In this way, the number of nodes (representing the system) can be reduced by the n3 ratio. In order to carry out MC simulations, it is necessary to keep (i) an equivalence between energies of the original and re-scaled systems when the direction of spin S or S’ changes and (ii) detailed thermodynamic balance during the iteration steps.
The first condition can be fulfilled by analyzing Equation (1) and taking into account that the acceptance and adding probabilities include a change of the system energy related to the spin’s direction changes. Generally, we assume that the “spin” S’, attributed to the super-cell in the re-scaled system (3D case and ferromagnetic coupling), is equal to n3S. In addition, all linear distances between the nodes are re-scaled by taking r’ = nr. The energy change calculated for the re-scaled system can be described using similar relations to the single-spin system but with S’, r’ and some apparent quantities like J’, K’ and D’.

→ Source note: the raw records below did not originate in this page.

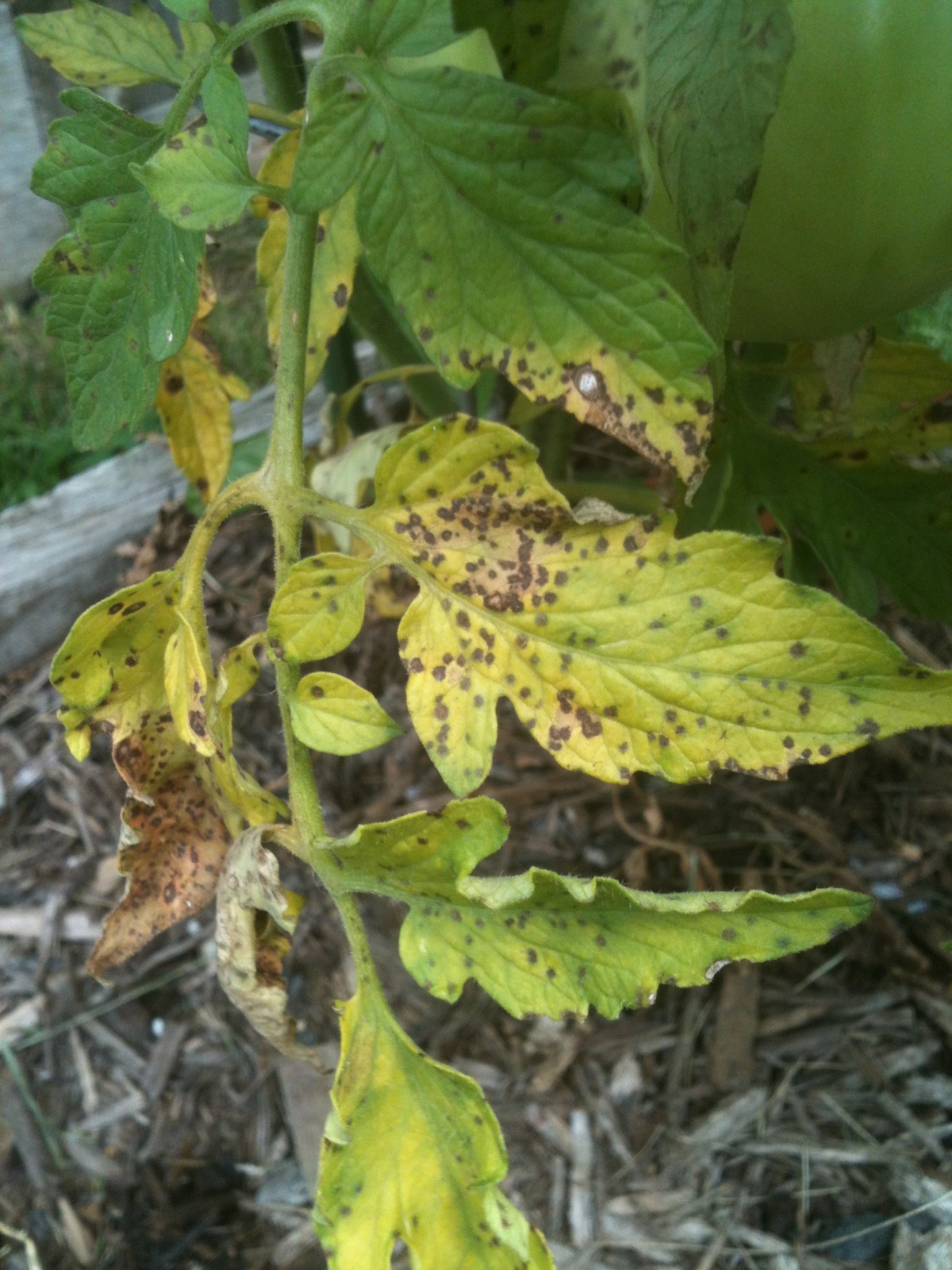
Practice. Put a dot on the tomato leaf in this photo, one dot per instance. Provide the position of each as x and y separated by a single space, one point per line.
190 10
171 849
621 648
888 406
194 404
90 152
715 78
526 35
931 324
414 1153
108 277
543 944
182 810
347 475
94 44
321 607
124 283
254 921
200 179
603 46
505 276
334 260
336 717
397 27
865 520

For the change of the exchange energy, the apparent exchange integral parameter Jij’ (energy difference between parallel and anti-parallel super-cells) should be defined in the following way:(3) ΔEij′=−2Jij′S1′S2′=−2Jij′S1S2n6=−2JijS1S2n2
The last term expresses exchange coupling between the neighboring super-cells and includes only the spins on the common wall, as shown in Figure 1b. From this equation, one can determine (4) J′=Jn−4
Equation (1) contains the so-called dipolar energy term, for which the scaling rules should account for the dependence on the relative position between interacting spins. For a simplification of this long-range energy term, we found that the value of the D parameter can remain unchanged for the re-scaled system. The conducted (however, not shown here) comparison between energies calculated for the group of single spins S and the corresponding magnetic super-cells (with re-calculated spins S’ and distances r’), reveals a small error of order 1%. Apart from that, for hard magnetic phases, these kinds of interactions have, generally, marginal meaning due to the high value of magnetic anisotropy energy. Nevertheless, for soft magnetic phases, the error must be taken into consideration.

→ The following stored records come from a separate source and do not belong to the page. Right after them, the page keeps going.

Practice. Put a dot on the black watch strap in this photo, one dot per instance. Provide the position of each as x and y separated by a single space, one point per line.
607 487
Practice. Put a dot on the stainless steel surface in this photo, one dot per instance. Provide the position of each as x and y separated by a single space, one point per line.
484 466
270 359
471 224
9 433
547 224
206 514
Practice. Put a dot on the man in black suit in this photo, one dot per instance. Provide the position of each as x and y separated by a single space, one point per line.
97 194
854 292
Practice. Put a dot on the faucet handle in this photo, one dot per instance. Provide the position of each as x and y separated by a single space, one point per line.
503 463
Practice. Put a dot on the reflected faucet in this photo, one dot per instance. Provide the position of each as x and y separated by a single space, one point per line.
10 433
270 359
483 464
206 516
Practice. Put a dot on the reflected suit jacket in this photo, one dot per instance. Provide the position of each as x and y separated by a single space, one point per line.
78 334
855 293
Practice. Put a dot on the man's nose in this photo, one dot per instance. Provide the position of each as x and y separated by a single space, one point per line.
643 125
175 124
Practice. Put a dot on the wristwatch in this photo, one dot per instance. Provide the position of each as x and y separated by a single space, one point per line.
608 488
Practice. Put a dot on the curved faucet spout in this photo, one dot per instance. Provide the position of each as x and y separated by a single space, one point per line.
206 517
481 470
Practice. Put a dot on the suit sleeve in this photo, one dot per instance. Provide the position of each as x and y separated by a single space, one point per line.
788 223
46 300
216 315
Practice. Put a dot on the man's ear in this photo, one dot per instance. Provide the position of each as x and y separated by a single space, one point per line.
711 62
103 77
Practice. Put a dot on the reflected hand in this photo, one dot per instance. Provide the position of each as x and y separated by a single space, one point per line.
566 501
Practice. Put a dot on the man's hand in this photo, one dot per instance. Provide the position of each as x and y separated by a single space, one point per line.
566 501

In addition, the anisotropy constant should be re-scaled taking into account the n3 and n2 factors for anisotropy in the volume and on the surface, respectively. Table 1 summarizes the proposed scaling rules for all parameters appearing in the expression of system energy Equation (1).
The proposed scaling rules should also ensure a detailed thermodynamic balance, similar to the single-spin system. In the MC type of simulation, such a balance is realized through the proper choice of the adding probability, which is a kind of competition between energy change (caused by MC step) and thermal energy kBT. For the re-scaled system, the MC step means a collective change of all spins in a chosen super-cell. It is worth writing an explicit ΔE’ with Equation (1) using the scaling rules (5) ΔEi′=−∑jJ′ijΔS′i⋅S′j−K′i(ΔSi′^⋅ni^)2−gμBμ0Hi⋅ΔS′i+D∑jΔS′i⋅S′j−3(ΔS′i⋅eij)(S′j⋅eij)r′ij3=−n2∑jJijΔSi⋅Sj−n3Ki(ΔSi^⋅ni^)2−n3gμBμ0Hi⋅ΔSi+n3D∑jΔSi⋅Sj−3(ΔSi⋅eij)(Sj⋅eij)rij3
Consequently, (6) ΔEi′=n3Δei where (7) Δei=−n−1∑jJijΔSi⋅Sj−Ki(ΔSi^⋅ni^)2−gμBμ0Hi⋅ΔSi+D∑jΔSi⋅Sj−3(ΔSi⋅eij)(Sj⋅eij)rij3 is the energy change of, let us say, a reduced “e-system”, similar to the original one but with the exchange energy divided by the n parameter. It is interesting that the energy change of the super-cell ΔE’ is equivalent to the energy change of the single spin in n3 e-systems simultaneously. Through this conclusion, the re-scaled system can be simulated with the thermodynamic balance determined for the reduced one, which is more effective, taking into account the fact that exp(−ΔE’/kBT) << exp(−Δe/kBT). It should be emphasized that the most important assumption is the coherent rotation of all spins in the super-cells. This causes a restriction in the temperature range, which has to be significantly lower than the Curie point. Therefore, the value kBT can be considered a kind of “annealing temperature”, enabling effective relaxation of the system and leading to minimization of its free energy.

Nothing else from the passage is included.